Be sure to appoint a proxy you trust, who agrees to follow your wishes, lives near you, and is able to confidently advocate your cause with doctors.
Why You Need a Living Will
In our modern age of medicine where doctors have the technology to keep your body alive for years in a vegetative state, it isn’t an overstatement to say that everyone needs a living will. In fact, if you have to check into a hospital for a surgical procedure, don’t be surprised if the admitting staff asks if you have one.
Just imagine that you’ve been in a horrible accident and are rendered permanently unconscious. Would you want every effort to be made to keep your body alive? How long would you want to have medical intervention? As hard as it is to face these questions, consider what your spouse or family will endure if they have to make these decisions for you. You’ll be doing yourself and your loved ones a favor by creating a document that fully explains the care you want.
What Are the Downsides?
There really are no disadvantages. Creating an advance health care directive is relatively simple and doesn’t have to cost you anything. Plus, having a directive does not mean that doctors will skimp on your care or that they will “pull the plug” prematurely. The existence of a living will simply helps to ensure that the care you receive is what you would want, and that you won’t be forced to endure medical procedures contrary to your wishes.
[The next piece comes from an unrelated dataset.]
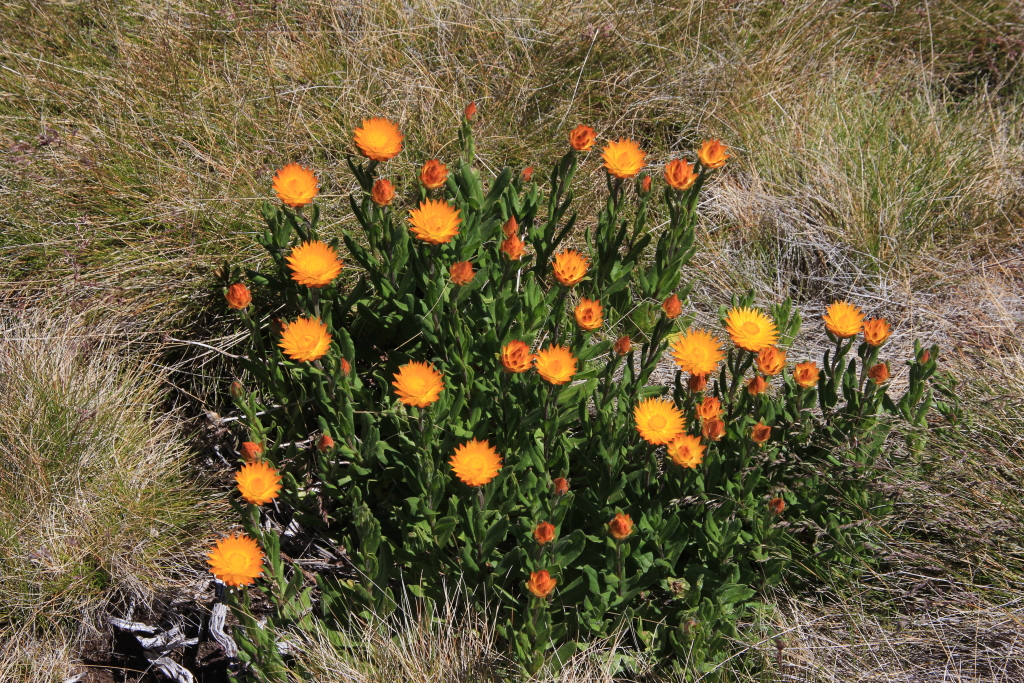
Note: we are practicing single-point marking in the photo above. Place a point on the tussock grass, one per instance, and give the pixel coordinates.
(98, 504)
The directive only goes into effect at the point that you become unable to communicate for yourself. In addition, medical procedures must be carried out by your doctor with at least one additional doctor in agreement.
Creating a Living Will
An attorney can create your directive along with your will, but you can do it yourself for free using online resources like LegalZoom. Alternatively, you may be able to get forms from your local bar association or hospital. Just be sure to use a resource that follows the laws of your state.
Altering Your Living Will
You may modify your directive at any time. Just obtain new forms and complete them following the same process as you did before. Be sure to let your family, attorney, proxy, and doctor know that there has been a change, and make sure they each have a new copy.
Discussing With Family
All of your estate planning could be for naught unless you include your loved ones in the process. They need to know what you have decided, how you came to your decision, and why. It’s important that they agree to follow your wishes, even if they disagree with you. They will be more likely to do so if they have heard it from your own mouth.
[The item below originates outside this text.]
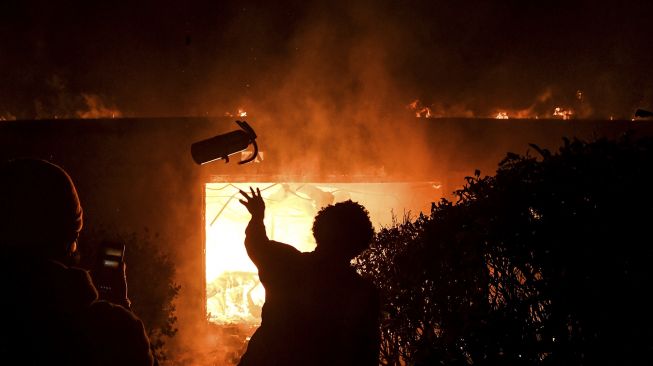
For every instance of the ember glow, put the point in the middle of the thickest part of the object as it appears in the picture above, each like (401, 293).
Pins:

End-of-life care issues are among the unpleasant but necessary tasks that responsible adults must consider and plan for. The process of creating your advance health care directive will help you clarify what’s most important to you, and may give you a sense of control over an aspect of life that is largely beyond your control. Moreover, creating your advance health care directive could lift a huge and unnecessary burden off your family and loved ones.
Have you taken any steps to ensure that you receive the health care you want if you become incapacitated?